Description copied from interface: AccountAncestorService

Get the set of role ids for all of a user's active AccountRoles.

Specified by:

getAllActiveAccountRoleIdsForUser in interface AccountAncestorService

Parameters:

user - The current authenticated user.

Returns:

The set of active account role ids for all of a user's accounts.

getAllUserRolesForAccount

public Stream<AccountRole> getAllUserRolesForAccount(User user,
 String accountId)

Description copied from interface: AccountAncestorService

Gets all the user's AccountRoles given an accountId including inherited roles from ancestor accounts.

Specified by:

getAllUserRolesForAccount in interface AccountAncestorService

Parameters:

user - The user to find roles for.

accountId - The account to find roles in.

Returns:

All the user's AccountRoles given an accountId including inherited roles from ancestor accounts.

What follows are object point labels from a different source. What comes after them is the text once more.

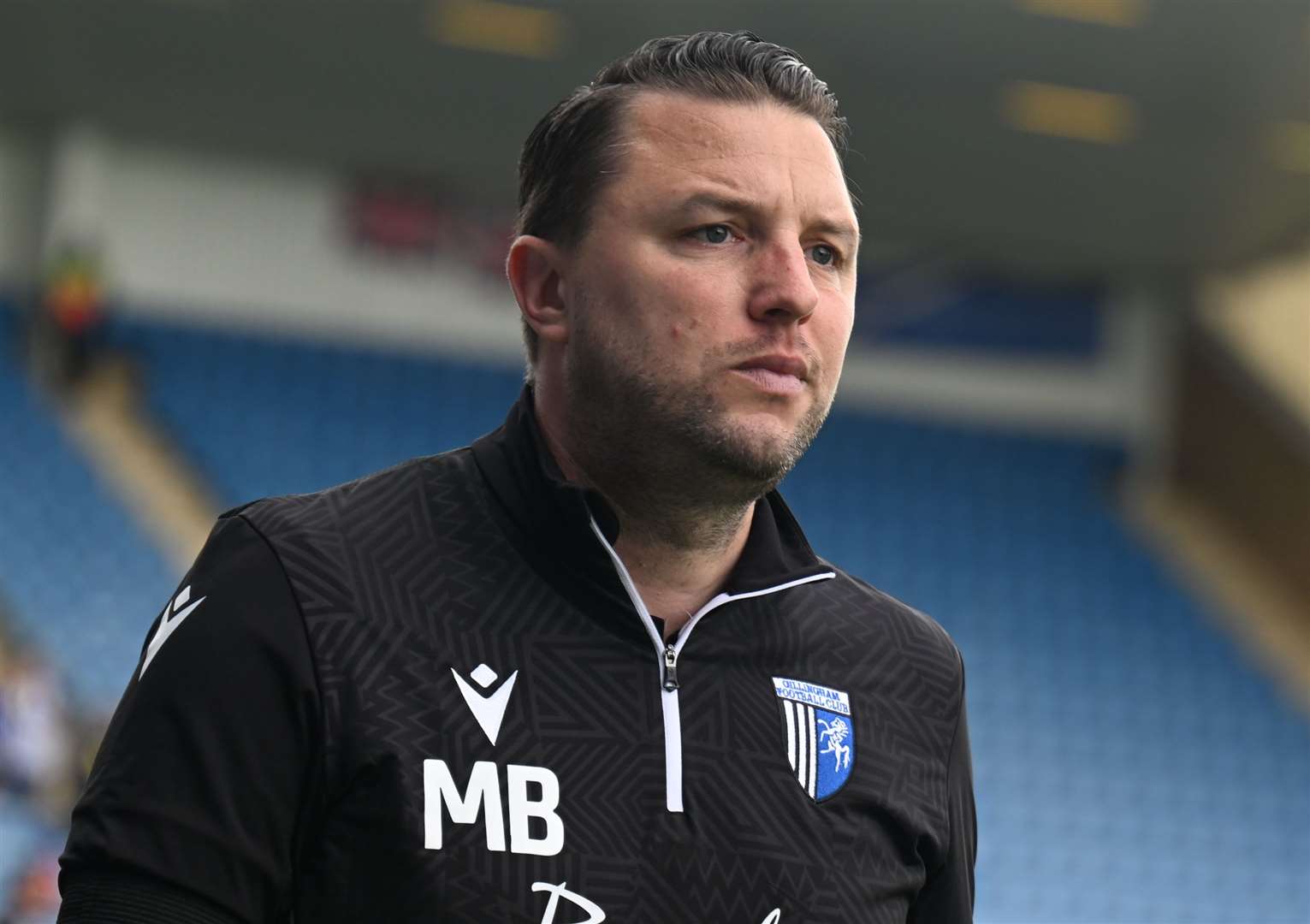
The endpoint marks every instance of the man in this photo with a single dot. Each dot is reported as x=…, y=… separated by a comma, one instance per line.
x=587, y=669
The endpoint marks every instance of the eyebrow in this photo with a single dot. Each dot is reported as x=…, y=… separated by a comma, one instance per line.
x=727, y=204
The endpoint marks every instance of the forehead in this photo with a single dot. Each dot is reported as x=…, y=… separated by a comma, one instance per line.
x=675, y=143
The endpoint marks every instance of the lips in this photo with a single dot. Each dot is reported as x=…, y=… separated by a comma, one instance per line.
x=779, y=364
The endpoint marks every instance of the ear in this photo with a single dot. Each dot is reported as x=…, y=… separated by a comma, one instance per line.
x=535, y=268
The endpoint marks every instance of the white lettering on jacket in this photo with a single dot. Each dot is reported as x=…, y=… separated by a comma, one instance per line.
x=481, y=796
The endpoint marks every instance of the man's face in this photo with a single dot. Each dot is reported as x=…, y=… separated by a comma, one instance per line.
x=713, y=293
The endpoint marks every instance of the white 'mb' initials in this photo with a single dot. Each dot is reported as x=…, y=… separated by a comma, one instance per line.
x=483, y=796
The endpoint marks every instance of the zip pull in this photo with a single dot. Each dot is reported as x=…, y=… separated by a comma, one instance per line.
x=670, y=667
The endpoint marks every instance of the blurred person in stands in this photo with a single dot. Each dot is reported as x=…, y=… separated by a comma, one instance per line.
x=587, y=669
x=34, y=893
x=36, y=744
x=67, y=319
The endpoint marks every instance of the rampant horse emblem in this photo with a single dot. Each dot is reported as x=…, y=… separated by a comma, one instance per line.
x=835, y=734
x=819, y=734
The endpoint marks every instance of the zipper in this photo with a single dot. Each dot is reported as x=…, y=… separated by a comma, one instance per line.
x=670, y=667
x=667, y=658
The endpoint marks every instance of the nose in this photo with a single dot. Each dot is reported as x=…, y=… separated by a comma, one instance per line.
x=782, y=291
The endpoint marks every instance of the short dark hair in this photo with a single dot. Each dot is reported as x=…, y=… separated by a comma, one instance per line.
x=572, y=151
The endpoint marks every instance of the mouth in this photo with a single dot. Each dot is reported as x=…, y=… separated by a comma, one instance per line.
x=777, y=374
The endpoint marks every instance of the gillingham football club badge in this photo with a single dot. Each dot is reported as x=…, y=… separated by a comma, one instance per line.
x=818, y=733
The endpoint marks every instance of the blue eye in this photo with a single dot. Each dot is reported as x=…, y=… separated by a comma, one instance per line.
x=714, y=234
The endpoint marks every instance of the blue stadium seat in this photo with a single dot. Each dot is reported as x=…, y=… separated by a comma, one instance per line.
x=1131, y=763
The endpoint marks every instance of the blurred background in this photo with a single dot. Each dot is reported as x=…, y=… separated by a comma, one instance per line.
x=256, y=248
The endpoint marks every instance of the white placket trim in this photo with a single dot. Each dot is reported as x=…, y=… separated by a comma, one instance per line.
x=668, y=697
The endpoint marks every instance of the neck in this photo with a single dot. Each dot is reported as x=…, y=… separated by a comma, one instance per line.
x=679, y=547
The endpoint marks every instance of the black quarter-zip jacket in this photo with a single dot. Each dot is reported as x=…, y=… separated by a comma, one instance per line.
x=434, y=695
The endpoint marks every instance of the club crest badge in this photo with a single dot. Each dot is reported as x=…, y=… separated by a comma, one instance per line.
x=818, y=733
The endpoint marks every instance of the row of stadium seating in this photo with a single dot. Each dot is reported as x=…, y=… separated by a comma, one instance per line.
x=1131, y=766
x=1129, y=763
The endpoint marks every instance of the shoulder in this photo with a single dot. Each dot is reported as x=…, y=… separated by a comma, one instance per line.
x=368, y=504
x=916, y=640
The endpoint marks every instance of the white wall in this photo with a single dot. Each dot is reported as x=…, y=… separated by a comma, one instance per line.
x=21, y=192
x=261, y=246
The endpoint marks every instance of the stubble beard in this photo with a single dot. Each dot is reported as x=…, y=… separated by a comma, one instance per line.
x=668, y=442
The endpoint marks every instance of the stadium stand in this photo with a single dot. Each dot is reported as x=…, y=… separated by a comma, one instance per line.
x=80, y=576
x=1131, y=764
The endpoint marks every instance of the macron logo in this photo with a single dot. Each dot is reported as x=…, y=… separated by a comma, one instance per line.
x=488, y=709
x=168, y=625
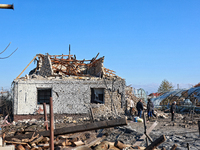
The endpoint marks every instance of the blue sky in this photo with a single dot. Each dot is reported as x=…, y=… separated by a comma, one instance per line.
x=144, y=41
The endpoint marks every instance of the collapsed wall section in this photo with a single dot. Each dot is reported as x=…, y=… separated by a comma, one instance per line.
x=70, y=96
x=45, y=67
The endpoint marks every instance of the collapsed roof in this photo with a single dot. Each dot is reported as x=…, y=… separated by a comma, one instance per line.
x=68, y=65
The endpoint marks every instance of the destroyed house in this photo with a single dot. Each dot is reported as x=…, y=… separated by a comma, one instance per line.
x=76, y=87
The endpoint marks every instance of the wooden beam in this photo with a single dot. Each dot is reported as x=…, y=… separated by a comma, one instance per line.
x=144, y=136
x=156, y=143
x=78, y=128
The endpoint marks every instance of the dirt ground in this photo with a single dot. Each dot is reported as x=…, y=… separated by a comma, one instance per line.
x=180, y=132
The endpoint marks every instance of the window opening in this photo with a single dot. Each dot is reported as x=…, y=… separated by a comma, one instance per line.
x=43, y=95
x=97, y=95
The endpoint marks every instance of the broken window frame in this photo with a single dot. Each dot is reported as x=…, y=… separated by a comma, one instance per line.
x=97, y=95
x=47, y=94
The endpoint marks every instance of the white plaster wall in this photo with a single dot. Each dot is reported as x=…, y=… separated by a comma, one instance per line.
x=69, y=96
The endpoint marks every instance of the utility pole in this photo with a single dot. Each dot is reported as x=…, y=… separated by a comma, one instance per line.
x=7, y=6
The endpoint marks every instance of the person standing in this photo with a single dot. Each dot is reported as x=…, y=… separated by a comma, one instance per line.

userHasAccessToRequestedAccount

public boolean userHasAccessToRequestedAccount(String requestedAccountId,
 User user)

Description copied from interface: AccountAncestorService

Determine if the user has access to the given account or any parent of the given account. This also verifies that the requested account and its parents are active.

Specified by:

userHasAccessToRequestedAccount in interface AccountAncestorService

Parameters:

requestedAccountId - The account for which the user is requesting authorization.

user - The current authenticated user.

Returns:

True if the user has an active role in the requested account or a parent of the requested account.

accountAndParentsAreActive

protected boolean accountAndParentsAreActive(String requestedAccountId)

Determine if the given account and all of its ancestors are active.

Parameters:

requestedAccountId - The id of the account to check.

Returns:

True if the given account and all of its ancestors are active. False if any are not active.

hasActiveRoleForAccount

protected boolean hasActiveRoleForAccount(String requestedAccountId,
 Set<String> allActiveAccountsForUser)

Determine if the requested account id in the set of a user's accounts.

Parameters:

requestedAccountId - The id of the account to check.

allActiveAccountsForUser - List of CustomerAccount ids that the User has active roles.

Returns:

True if the requested account is in the list of all of a User's accounts.

hasActiveRoleForParentOfAccount

protected boolean hasActiveRoleForParentOfAccount(String requestedAccountId,
 Set<String> allActiveAccountsForUser)

Determine if the User has access to a parent of the requested account.

Parameters:

requestedAccountId - The id of the account to check.

allActiveAccountsForUser - List of CustomerAccount ids that the User has active roles.

Returns:

True if an ancestor of the requested account is in the list of all of a User's accounts.